Arose and after breakfast, as it rained very violently, I kept myself in the house this morning, following my usual occupation of writing up my Journal which had got one day behind hand by my unavoidable absence of yesterday. My father has not made his appearance yet although he has been expected every day, and I begin to be in doubt whether he will come at all. I employed part of the morning in reading the Commencement of Junius’s letters, a book I have never read much to my shame. I commence it now because this struck me in some conversation which I had with George last night. We happened to be comparing the different styles of Johnson, Burke and Junius and I could speak only very superficially of the two latter. The fact is that I intended to delay reading it until I purchased a copy when I would read it with my own comments at Cambridge where I have accommodations for study which cannot be obtained here.1
At Quincy, I find much for study, much for reflection, much for ambition. Many men have been surprised that in a distinguished family much of the same spirit and feeling is transmitted from father to son, but nothing appears to me more natural. Every thing conduces to it, the conversation perpetually going on, the views laid open before one, the love of distinction which is so easily caught, every thing indeed which we can possibly imagine in the atmosphere, unite in forming it.

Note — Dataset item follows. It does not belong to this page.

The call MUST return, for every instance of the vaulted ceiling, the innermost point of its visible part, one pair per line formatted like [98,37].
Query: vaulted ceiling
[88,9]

The rain stopped and I was obliged to recollect that I was engaged to dine at Mr. Quincy’s today so I went in, dressed myself and set off on my expedition, with George. We arrived there soon and I was ushered into the parlour. We found assembled, all the family, Mr. Ticknor our Professor and his wife, Mr. Samuel Eliot,2
Mr. de Wallenstein, the Russian secretary of Legation at Washington,3
Mr. Sparks of Baltimore4
and William Otis5
came in soon after. After some conversation on indifferent subjects we went into dinner. I happened to sit next to Miss Susan Quincy on one side and my eternal brother on the other. Chance always puts us together most improperly. The lady has always treated me with amazing “hauteur,” more it appeared to me, to play upon my former timidity than from any other reason. This in old time was much and has made me feel bitterly, a great instance of unpardonable weakness, but now, I have sufficient confidence to brave her distance without feeling it. I made it a point, as I was thus situated, to be particularly polite to her at the table, although God knows with how much ill will, and insincerity, for I should have been happy could I civilly have cut
her, as we say at College. Pride, I am inclined to think, is the sense of my temper and
I am not disposed to suppress it. I hate the purse proud ostentation of the city of Boston. It is not the pride I like, it is not mine. That man is to me properly proud, who is sufficiently conscious of his own value to keep him clear from the common herd about. Not piquing himself upon his wealth but on his education, his acquirements, without being to appearance conscious that he is superior to his inferiors, or at least just enough so to keep his station. A really noble man will not wish to show off before others any thing like superiority. I am an aristocrat but not one of Boston. I wish to be as far as I can, the man I describe. I fail very much, I am conscious, but the wish will bear me up and will suppress my knowledge of the weakness of my will.
The dinner was an extremely pleasant one, Mr. Quincy did
put off his airs and, although Mrs. Quincy and Susan did not, they could not stiffen the scene, and there was a great deal of mirth and wit in the scene. It is now five years I think since I have been in this house or certainly but once since, and the girls whom I used to see have become women. Of all of them Margaret is the only beautiful one and she has not yet been spoiled by the chill of Boston society though this season will do it. Sophia is the pleasantest. Abby is not here now, when I saw her last I was much pleased with her.6
I had some conversation with Edmund who is quite a sensible fellow but he has a little too much of the student for a man of my cast. We arose from table, went to see the gentleman’s library and then returned. A short interval succeed[ed]
before taking our leave in which I conversed with Miss Sophia and then we went. Miss Storer7
was there whom I formerly knew, but so long since that really I did not dare claim the acquaintance. We returned home and found a Mr. and Mrs. Swett8
with others here. I was struck with the contrast in this sort of society and the one I had left but said nothing. After supper, conversation as usual. X:30.